The United Nations requests that all firms remove their satellites from orbit within 25 years of the mission’s completion. This is difficult to enforce, however, because satellites can (and frequently do) fail. Several firms throughout the world have devised new solutions to this challenge. Among these are the removal of defunct satellites from orbit and drawing them back into the atmosphere, where they will burn up. We could achieve this by using a harpoon to capture a satellite, capturing it in a massive net, using magnets to capture it, or even using lasers to heat up the satellite, increasing air drag and causing it to fall out of orbit.

Will space junk be a problem in the future?

It’s possible. Several firms are developing massive new groups of satellites known as mega-constellations that will transmit the internet down to Earth. These firms, including SpaceX and Amazon, intended to launch thousands of satellites in order to provide worldwide satellite internet service. If the mission is successful, an additional 50,000 satellites might be sent into space. This also means that a lot more collision avoidance tactics will be required.

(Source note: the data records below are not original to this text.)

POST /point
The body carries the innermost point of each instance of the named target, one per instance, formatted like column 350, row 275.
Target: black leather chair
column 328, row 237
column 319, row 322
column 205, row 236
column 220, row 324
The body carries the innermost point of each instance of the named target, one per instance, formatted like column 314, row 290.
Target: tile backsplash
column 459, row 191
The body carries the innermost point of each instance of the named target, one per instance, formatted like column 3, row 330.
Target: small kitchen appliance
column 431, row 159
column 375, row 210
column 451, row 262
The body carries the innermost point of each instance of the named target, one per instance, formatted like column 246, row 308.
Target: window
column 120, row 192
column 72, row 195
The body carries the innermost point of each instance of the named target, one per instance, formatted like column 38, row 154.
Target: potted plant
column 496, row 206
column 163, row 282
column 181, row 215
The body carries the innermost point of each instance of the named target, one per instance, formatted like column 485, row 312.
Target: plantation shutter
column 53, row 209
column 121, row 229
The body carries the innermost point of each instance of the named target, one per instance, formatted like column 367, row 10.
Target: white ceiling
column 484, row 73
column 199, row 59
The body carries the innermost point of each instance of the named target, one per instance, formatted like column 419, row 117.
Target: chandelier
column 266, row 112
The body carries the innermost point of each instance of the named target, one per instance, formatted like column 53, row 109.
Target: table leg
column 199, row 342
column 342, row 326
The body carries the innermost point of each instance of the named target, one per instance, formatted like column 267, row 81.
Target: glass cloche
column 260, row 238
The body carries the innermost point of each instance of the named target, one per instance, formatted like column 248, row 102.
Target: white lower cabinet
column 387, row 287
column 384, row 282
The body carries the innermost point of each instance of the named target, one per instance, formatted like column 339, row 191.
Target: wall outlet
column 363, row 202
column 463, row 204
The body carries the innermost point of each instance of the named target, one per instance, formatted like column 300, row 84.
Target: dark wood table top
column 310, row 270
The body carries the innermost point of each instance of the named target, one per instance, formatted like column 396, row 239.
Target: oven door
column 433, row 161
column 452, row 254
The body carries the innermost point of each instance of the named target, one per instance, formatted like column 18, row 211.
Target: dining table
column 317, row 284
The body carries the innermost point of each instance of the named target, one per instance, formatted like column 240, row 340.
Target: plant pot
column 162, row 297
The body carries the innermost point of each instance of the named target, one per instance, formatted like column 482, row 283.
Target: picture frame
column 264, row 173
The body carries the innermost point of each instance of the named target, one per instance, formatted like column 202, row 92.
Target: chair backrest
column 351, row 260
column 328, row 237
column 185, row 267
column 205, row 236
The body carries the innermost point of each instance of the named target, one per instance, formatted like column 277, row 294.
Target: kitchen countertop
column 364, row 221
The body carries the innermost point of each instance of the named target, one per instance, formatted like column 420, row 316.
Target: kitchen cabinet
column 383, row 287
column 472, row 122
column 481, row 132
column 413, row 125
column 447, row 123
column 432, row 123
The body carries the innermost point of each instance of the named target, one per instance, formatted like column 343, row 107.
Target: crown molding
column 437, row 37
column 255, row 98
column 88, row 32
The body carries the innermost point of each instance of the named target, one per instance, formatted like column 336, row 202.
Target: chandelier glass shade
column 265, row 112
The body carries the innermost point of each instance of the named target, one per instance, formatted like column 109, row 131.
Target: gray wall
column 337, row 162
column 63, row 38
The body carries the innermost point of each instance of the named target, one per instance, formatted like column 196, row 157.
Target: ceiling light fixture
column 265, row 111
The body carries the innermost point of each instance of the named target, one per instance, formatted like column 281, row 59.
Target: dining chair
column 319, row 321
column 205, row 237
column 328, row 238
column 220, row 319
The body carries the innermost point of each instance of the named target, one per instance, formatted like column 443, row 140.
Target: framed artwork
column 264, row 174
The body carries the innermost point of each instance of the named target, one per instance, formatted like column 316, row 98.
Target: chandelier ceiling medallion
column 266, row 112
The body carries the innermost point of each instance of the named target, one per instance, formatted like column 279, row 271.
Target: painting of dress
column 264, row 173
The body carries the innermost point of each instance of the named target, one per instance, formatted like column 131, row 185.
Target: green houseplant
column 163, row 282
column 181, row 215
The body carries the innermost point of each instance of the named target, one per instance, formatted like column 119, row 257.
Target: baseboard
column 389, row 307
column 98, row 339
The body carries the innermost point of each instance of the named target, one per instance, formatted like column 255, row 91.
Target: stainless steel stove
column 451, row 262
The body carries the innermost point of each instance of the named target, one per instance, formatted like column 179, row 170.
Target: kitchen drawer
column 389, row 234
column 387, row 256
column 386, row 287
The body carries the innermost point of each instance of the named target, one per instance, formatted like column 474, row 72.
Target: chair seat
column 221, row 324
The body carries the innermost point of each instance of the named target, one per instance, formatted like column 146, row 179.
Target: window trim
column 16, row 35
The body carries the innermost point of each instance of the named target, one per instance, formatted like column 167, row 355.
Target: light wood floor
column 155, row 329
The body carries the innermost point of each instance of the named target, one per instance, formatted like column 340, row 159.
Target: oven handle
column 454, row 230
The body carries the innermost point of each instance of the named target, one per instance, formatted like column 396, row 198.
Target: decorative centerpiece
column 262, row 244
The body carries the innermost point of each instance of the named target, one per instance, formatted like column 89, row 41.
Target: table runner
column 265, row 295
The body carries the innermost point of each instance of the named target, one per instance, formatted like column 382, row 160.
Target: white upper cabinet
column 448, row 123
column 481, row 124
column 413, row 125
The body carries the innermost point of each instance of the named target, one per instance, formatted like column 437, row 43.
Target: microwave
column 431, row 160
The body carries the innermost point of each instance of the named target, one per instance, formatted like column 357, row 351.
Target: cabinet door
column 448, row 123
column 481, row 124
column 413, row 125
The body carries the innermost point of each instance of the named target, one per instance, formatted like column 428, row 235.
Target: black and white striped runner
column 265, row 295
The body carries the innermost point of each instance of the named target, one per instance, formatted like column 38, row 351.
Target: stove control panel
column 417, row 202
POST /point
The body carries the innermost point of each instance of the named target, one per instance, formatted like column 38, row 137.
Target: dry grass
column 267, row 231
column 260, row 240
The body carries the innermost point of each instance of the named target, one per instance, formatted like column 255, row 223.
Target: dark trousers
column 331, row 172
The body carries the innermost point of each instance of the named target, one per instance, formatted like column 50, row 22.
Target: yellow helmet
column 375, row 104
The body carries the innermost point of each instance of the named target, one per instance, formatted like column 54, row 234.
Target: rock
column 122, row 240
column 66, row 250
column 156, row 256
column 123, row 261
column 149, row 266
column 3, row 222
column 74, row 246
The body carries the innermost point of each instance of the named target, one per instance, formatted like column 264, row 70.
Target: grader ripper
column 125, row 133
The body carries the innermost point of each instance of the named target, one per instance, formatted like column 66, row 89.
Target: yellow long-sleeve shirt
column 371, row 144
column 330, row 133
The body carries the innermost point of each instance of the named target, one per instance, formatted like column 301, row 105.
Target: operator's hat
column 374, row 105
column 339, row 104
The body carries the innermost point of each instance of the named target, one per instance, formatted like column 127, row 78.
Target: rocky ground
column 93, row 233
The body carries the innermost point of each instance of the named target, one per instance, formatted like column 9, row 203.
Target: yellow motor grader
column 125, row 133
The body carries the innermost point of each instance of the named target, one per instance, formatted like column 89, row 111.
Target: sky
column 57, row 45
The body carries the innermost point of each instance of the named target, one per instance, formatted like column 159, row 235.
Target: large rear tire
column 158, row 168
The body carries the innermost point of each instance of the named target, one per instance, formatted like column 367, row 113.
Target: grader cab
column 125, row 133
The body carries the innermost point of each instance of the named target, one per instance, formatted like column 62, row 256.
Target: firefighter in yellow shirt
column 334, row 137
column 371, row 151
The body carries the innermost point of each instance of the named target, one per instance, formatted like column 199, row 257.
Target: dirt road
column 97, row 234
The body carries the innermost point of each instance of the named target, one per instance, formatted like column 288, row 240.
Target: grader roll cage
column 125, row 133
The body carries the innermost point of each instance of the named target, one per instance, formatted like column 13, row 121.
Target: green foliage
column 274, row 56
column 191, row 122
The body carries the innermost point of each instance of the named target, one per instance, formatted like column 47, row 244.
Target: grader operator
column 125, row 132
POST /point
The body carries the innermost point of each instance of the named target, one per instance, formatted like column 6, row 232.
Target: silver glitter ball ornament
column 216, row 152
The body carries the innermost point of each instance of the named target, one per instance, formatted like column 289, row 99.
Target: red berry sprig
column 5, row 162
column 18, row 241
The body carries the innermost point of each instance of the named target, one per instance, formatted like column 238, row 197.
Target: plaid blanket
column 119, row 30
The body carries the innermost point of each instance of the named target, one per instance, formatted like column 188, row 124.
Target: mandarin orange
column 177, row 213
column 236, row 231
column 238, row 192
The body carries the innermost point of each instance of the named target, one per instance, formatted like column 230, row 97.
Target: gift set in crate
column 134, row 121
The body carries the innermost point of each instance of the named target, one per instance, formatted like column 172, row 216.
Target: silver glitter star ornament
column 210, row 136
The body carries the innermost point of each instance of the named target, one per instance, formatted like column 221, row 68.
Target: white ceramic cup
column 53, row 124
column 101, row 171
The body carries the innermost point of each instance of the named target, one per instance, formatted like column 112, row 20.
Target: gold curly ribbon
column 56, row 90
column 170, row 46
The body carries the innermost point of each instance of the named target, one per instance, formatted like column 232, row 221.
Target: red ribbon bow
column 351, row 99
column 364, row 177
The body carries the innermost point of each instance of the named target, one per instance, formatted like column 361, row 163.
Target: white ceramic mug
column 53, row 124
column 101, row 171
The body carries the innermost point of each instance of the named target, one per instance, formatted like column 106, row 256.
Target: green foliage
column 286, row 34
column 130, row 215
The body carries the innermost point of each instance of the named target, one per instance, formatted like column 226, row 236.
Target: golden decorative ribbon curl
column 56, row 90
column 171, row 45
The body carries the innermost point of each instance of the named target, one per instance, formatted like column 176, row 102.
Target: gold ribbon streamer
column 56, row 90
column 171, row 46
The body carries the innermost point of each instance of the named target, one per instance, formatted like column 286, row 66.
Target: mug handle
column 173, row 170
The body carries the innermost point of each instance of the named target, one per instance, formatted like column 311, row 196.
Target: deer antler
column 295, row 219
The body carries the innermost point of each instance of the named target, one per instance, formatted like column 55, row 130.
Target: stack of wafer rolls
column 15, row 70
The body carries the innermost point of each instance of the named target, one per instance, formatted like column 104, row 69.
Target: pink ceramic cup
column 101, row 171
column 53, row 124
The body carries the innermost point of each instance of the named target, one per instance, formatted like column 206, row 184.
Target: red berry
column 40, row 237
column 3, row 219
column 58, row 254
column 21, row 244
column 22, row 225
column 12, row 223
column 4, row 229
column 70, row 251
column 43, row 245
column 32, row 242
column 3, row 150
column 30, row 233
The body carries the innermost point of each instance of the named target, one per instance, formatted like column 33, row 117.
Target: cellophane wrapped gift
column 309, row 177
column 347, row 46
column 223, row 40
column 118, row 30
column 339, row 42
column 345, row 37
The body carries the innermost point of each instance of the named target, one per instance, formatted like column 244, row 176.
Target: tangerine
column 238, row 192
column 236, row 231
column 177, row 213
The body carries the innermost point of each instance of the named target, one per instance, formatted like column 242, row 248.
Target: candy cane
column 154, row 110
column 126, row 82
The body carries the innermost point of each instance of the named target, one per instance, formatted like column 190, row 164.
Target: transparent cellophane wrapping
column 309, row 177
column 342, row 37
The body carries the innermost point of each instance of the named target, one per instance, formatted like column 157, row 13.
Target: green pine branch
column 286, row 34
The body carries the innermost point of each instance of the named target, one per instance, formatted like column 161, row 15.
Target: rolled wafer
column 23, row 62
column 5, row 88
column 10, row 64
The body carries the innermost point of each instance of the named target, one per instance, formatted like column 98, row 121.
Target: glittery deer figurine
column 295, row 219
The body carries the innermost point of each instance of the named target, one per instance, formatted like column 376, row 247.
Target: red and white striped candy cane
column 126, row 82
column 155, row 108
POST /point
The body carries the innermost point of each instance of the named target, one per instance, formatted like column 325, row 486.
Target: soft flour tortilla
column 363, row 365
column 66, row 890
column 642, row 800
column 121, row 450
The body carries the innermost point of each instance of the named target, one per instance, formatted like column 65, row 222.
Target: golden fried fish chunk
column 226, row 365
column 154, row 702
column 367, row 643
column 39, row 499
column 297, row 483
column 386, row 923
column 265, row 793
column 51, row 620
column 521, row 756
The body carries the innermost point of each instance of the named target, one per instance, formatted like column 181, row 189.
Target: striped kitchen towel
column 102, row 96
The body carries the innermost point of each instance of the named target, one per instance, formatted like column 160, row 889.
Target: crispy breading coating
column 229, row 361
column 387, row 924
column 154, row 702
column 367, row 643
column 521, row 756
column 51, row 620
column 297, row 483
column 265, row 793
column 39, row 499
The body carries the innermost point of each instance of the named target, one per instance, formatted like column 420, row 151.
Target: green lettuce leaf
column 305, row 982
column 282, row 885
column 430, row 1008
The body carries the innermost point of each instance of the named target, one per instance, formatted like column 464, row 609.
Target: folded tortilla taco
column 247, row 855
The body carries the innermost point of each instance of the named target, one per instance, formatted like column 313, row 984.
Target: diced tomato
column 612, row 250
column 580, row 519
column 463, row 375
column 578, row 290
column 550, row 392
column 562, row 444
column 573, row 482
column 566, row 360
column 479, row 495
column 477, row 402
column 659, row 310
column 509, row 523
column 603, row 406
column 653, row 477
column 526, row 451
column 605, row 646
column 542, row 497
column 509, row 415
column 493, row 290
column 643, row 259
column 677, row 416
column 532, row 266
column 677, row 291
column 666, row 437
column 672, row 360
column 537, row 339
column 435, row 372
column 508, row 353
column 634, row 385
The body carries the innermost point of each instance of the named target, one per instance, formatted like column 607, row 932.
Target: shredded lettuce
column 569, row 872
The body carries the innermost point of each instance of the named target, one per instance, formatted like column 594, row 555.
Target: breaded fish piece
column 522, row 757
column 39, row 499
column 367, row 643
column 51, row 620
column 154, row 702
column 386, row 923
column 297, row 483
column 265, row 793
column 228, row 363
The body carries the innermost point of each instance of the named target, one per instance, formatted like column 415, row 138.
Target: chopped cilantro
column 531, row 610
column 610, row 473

Cyber attacks though space junks?

A satellite has a life expectancy of five to thirty years, and even after that, it can still be in orbit with enough propellant to cruise across space and working communications that can be reactivated. Thousands of satellites, both active and dormant, have been sent into space by various organizations and governments, with 5,000 space-borne transponders connecting with Earth. Every transmission is a potential inlet for a cyber attack. Older satellites have technological commonalities, allowing cyber-exploitation of industrial systems for control and processing. Supervisory control and data acquisition (SCADA) systems within our municipalities, facilities, infra­ structure, and factories are designed and built on older technology and hardware, sometimes designed decades ago, and the software is seldom updated.

These SCADA systems are seen as a strategic weakness and have received more attention in recent years from the US cyber-defense sector. Satellites may be based on 1980s hardware and technology for one simple reason: they are unlikely to be improved once launched into orbit.

This brings us to think, how important and necessary it becomes to clean our messes out our earth!